Tudo indica que o Candomblé Bantu foi criado nos meados do século XIX.  A história do Candomblé Congo- Angola está amparada basicamente na oralidade do povo de santo, seus registros bibliográficos são muito poucos.

Uma das principais referências que temos são algumas obras de Edison Carneiro, mas que muitas vezes são pouco esclarecedoras. Pois ele utiliza alguns termos como candomblé de caboclo para se referir a candomblé Bantu , o que reduz muito o significado dessa manifestação.Afirma muitas vezes que os Bantu não tinham mitologias.Segundo Raimundo Nonato da Silva [3], na história do candomblé Congo- Angola temos referência de cinco grandes famílias. Temos a família de Maria Neném, de Gregório Makwende, de Amburaxó ,de  Mariquinha Lemba  e a família Goméia.

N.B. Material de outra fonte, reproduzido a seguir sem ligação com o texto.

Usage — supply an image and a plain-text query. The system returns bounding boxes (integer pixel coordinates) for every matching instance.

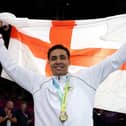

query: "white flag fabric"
[0,13,126,113]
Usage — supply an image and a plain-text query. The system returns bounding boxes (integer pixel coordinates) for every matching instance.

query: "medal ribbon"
[53,79,70,112]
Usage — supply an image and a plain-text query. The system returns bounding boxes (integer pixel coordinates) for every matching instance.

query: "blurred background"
[0,0,126,19]
[0,0,126,126]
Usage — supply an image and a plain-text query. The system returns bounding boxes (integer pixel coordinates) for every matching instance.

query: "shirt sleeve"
[0,39,44,93]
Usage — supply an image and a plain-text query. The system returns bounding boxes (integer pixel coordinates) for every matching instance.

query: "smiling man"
[0,33,126,126]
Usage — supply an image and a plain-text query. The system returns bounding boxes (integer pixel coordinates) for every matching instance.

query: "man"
[16,101,33,126]
[0,100,17,126]
[0,30,126,126]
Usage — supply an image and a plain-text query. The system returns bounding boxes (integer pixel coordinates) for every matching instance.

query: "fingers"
[0,20,9,31]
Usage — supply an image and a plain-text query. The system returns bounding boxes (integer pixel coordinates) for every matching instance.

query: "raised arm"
[0,38,43,93]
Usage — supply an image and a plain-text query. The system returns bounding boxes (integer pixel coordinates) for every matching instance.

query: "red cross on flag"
[0,13,126,113]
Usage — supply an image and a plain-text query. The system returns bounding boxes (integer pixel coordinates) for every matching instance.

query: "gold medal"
[59,112,68,122]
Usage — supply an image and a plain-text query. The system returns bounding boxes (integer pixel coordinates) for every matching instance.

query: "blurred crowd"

A Matriarca Maria Neném a Maria Genoveva do Bonfim, Mametu Tuenda Dia Nzambi nascida no Rio Grande do Sul em 1865, era filha de santo de Roberto Barros Reis, africano de Cabinda ela assumiu o terreiro Tumbensi em 1909. Segundo depoimento oral dos antigos era mulher muito enérgica, de semblante fechado, riso difícil, mas de caráter irrepreensível e bom coração, como prova o ato de adotar inúmeras crianças que criou como filhos até a fase adulta.  A matriarca que tira a mão do morto [4] de Bernadino da Paixão em 1910 e inicia Manoel Ciriáco . Bernardino da Paixão foi iniciado por Manoel Nkosi, sacerdote iniciado em África. Foi Manuel Ciríaco que criou o Tumba Junçara e Bernardino da Paixão que fundou o Bate-Folha, outras importantes referências de Candomblé Congo-Angola no Brasil.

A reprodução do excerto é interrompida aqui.